5.7. Composite Cluster Switching, Failover and Recovery

Switching of a dataservice is done to transfer the Master role from one cluster to another, usually in another datacenter site. This also has the effect of turning the original Master into a Relay. The master dataservice within a composite cluster can be forced to failover to the slave dataservice in the event the master dataservice is offline.

Switching the master dataservice performs the following steps:

  1. Set the master node to offline state. New connections to the master are rejected, and writes to the master are stopped.

  2. On the relay in the target cluster, switch the datasource offline. New connections are rejected, stopping reads on this master.

  3. Kill any outstanding client connections to the master data source, except those belonging to the tungsten account.

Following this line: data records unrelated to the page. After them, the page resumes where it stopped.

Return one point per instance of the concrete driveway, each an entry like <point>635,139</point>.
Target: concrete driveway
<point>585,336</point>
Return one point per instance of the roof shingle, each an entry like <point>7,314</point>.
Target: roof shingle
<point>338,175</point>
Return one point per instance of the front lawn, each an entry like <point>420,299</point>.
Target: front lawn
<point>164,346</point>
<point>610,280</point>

  4. Send a heartbeat transaction between the old master and the new master, and wait until this transaction has been received. Once received, the THL on master and slave are up to date.

  5. Perform the switch:

    • Configure all remaining replicators offline

    • Configure the target cluster relay node as the new master.

    • Set the new master to the online state.

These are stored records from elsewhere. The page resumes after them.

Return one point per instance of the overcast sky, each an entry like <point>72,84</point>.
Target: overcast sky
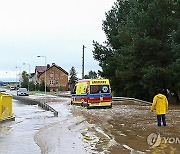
<point>56,29</point>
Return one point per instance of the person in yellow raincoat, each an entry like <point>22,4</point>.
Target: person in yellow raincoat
<point>160,103</point>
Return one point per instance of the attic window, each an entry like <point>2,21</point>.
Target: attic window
<point>51,75</point>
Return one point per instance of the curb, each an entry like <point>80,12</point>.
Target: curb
<point>29,101</point>
<point>8,119</point>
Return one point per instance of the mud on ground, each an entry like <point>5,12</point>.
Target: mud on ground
<point>126,127</point>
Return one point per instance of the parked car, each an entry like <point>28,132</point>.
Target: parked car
<point>22,92</point>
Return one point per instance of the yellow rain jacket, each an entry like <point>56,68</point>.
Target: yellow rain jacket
<point>160,102</point>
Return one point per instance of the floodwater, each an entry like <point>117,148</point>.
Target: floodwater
<point>123,129</point>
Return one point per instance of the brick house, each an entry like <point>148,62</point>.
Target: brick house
<point>56,77</point>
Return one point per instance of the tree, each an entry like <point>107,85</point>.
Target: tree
<point>73,78</point>
<point>91,75</point>
<point>138,54</point>
<point>24,82</point>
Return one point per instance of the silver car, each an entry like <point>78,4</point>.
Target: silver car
<point>22,92</point>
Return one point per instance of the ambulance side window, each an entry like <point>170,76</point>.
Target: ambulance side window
<point>74,90</point>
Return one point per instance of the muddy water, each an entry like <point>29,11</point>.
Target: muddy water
<point>120,130</point>
<point>126,127</point>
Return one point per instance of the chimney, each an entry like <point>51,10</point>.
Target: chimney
<point>48,65</point>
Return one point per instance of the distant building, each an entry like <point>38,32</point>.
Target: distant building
<point>56,77</point>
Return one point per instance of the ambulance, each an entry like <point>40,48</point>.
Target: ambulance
<point>92,93</point>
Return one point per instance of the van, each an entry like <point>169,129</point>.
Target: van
<point>92,93</point>
<point>22,92</point>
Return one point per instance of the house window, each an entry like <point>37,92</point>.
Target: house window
<point>51,82</point>
<point>57,76</point>
<point>51,75</point>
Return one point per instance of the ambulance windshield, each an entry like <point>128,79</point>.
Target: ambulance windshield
<point>94,89</point>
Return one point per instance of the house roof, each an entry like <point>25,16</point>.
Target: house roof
<point>42,69</point>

    • New connections to the master are permitted.

  6. Configure the old master to be a relay datasource.

  7. Configure the slaves in the primary site to use the new master datasource.

  8. Configure the slaves in the slave site to use the new relay datasource.

  9. Update the connector configurations and enable client connections to connect to the masters and slaves.

The switching process is monitoring by Tungsten Cluster, and if the process fails, either due to a timeout or a recoverable error occurs, the switch operation is rolled back, returning the dataservice to the original configuration. This ensures that the dataservice remains operational. In some circumstances, when performing a manual switch, the command may need to be repeated to ensure the requested switch operation completes.

The process takes a finite amount of time to complete, and the exact timing and duration will depend on the state, health, and database activity on the dataservice. The actual time taken will depend on how up to date the slave being promoted is compared to the master. The switch will take place regardless of the current status after a delay period.